Trump ou la connerie du capitalisme

Et si Trump était la preuve ultime de la nullité absolue du capitalisme. La preuve que le capitalisme n’a rien de « rationnel ». La preuve que le capitalisme ne fait partie d’aucune forme de « réalisme pragmatique ».

Bien qu’il ne faut pas sous-estimer son ennemi, rien ne prouve que Trump soit particulièrement intelligent. Ou du moins qu’il soit doté d’une intelligence réflexive. Hyperactif, sûrement ; intelligent, moins sûr… Accordons-lui du coup la seule intelligence qu’il puisse avoir : celle d’un bon sportif. Une espèce d’intelligence de l’instant, primitive et essentielle quand on doit rapidement atteindre un but. Entendons-nous bien, je pense que cette forme d’intelligence a autant de valeur qu’une autre. Je ne suis juste pas sûr qu’elle soit celle dont on a besoin pour diriger le pays le plus puissant du monde.

L’argent ne sert qu’à acheter l’intelligence des autres

Et encore, je ne crois même pas qu’il soit particulièrement doué de cette intelligence « sportive ». Le pouvoir de cet homme ne provient que de ce que son argent a rapporté au hasard des différents conseillers qu’il a dû avoir tout au long de sa vie. Je n’y vois aucune réflexion, aucun courage. Le seul risque que prennent les riches c’est de jouer à la roulette. Mais contrairement aux pauvres, ils sont assurés à vie de ne jamais être à la rue.

Ce n’est pas grâce à leur intelligence que les Balkany, Sarkozy ou Strauss-Khan ne se retrouvent pas en prison. Ce n’est pas grâce à son intelligence que Trump a reçu un million de dollars de son père pour démarrer ses affaires. Ce n’est pas grâce à l’intelligence qu’on a du flair. Flair dont il n’est pas particulièrement pourvu d’ailleurs, étant donné tout ce qui s’est cassé la gueule au fur et à mesure de ses « prises de risques » (casino, steaks, luxe, près d’un milliard de dettes en 1995, etc.). Tout ne semble dû qu’à l’aléatoire.

Petit conte

Papa a plusieurs milliards de capital dont je vais en partie hériter (foncier, industriel, placements, etc.).

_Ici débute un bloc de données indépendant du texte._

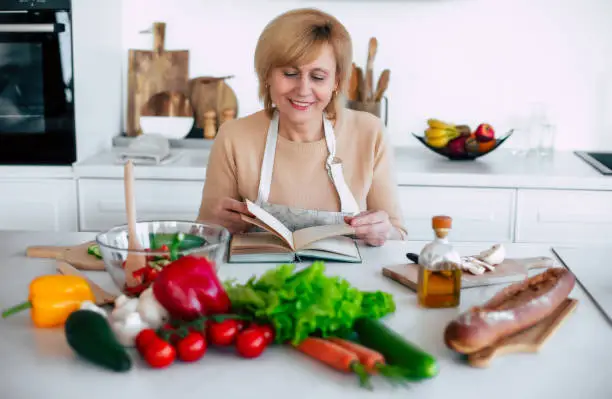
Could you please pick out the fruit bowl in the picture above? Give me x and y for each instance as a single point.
(161, 240)
(460, 142)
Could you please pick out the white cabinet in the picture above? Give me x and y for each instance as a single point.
(479, 214)
(579, 216)
(102, 201)
(38, 204)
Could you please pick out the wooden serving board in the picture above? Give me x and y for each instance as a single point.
(151, 72)
(208, 93)
(509, 271)
(75, 255)
(102, 297)
(529, 340)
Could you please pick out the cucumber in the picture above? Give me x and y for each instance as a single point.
(90, 335)
(187, 241)
(94, 250)
(417, 363)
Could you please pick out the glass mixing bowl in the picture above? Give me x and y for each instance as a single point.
(156, 238)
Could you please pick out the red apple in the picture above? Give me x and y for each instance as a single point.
(457, 146)
(484, 132)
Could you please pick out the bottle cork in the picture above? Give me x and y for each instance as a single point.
(210, 124)
(441, 225)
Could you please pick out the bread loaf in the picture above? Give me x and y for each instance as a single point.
(514, 308)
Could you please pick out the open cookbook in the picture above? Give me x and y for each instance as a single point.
(279, 244)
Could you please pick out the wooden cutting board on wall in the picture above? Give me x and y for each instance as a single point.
(151, 72)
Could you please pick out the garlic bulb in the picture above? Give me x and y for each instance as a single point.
(494, 255)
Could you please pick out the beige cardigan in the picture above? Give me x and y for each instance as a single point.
(299, 177)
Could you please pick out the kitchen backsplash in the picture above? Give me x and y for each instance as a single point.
(459, 60)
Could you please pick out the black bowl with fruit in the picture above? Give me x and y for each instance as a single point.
(459, 142)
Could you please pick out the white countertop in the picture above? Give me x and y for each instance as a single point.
(414, 166)
(574, 362)
(36, 172)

Comme il faut bien que je fasse quelque chose et que j’aime les trucs qui brillent, papa me file un million pour jouer. J’ai une chance sur deux de gagner. Paf je gagne ! Wouhou ! Allez, disons une fois la mise. J’ai maintenant deux millions. On m’a expliqué à l’école excessivement chère ou papa m’a envoyé qu’il ne fallait pas rejouer tout ce qu’on vient de gagner. Je mets donc un million de côté en achetant un petit appart de 90 m² à NY, une paille. Et je rejoue.

Et je perds, zut ! Mais la magie, c’est que là où un con de pauvre se ferait jeter de toutes les banques, moi, comme je suis un preneur de risque, un capitaine d’entreprise, un créateur d’emploi et que mon papa est milliardaire, la banque me prête le prochain million. Du coup, plus besoin de papa. Et comme le hasard fait bien les choses, j’aurai toujours une chance sur deux de gagner (au pire !). Et encore une fois, à chaque fois que je gagne, ce n’est pas 1000 balles au max comme ce con de prolo, c’est un million ! Et à force d’investir les mises que je gagne, ben je revends tous les appart’ new-yorkais qui ont bien pris de la valeur entre temps et du coup mes couilles passent de l’or au platine sans rien foutre. Je peux alors miser plus pour gagner plus pendant que les autres débiles sans capital ne font que travailler plus pour gagner moins que ce que me rapporte leur travail.

L’argent ça ne se mérite pas, ça s’hérite

À part quelques nouveaux riches qui ont gagné au loto de la finance, l’écrasante majorité des gens qui nous gouvernent sont des héritiers. Et Trump est en train de prouver que contrairement au discours de la droite et de la social-démocratie, le capitalisme n’a besoin d’aucune intelligence pour s’accroître. Toutes les écoles de commerce du monde ne sont là que pour apprendre au riche à ne pas dilapider leur pognon et apprendre aux classes moyennes à se former pour travailler dans les entreprises de ces mêmes possédants. Le capitalisme n’a pas d’étiquette, le capitalisme ce n’est pas l’anarchie, le capitalisme est amoral. Le capitalisme n’a pas d’idéologie, à moins que la survie en soit une. Le capitalisme a autant de jugeote qu’une amibe qui tente de survivre dans son écosystème. Trump est une amibe. Une amibe sans prédateur.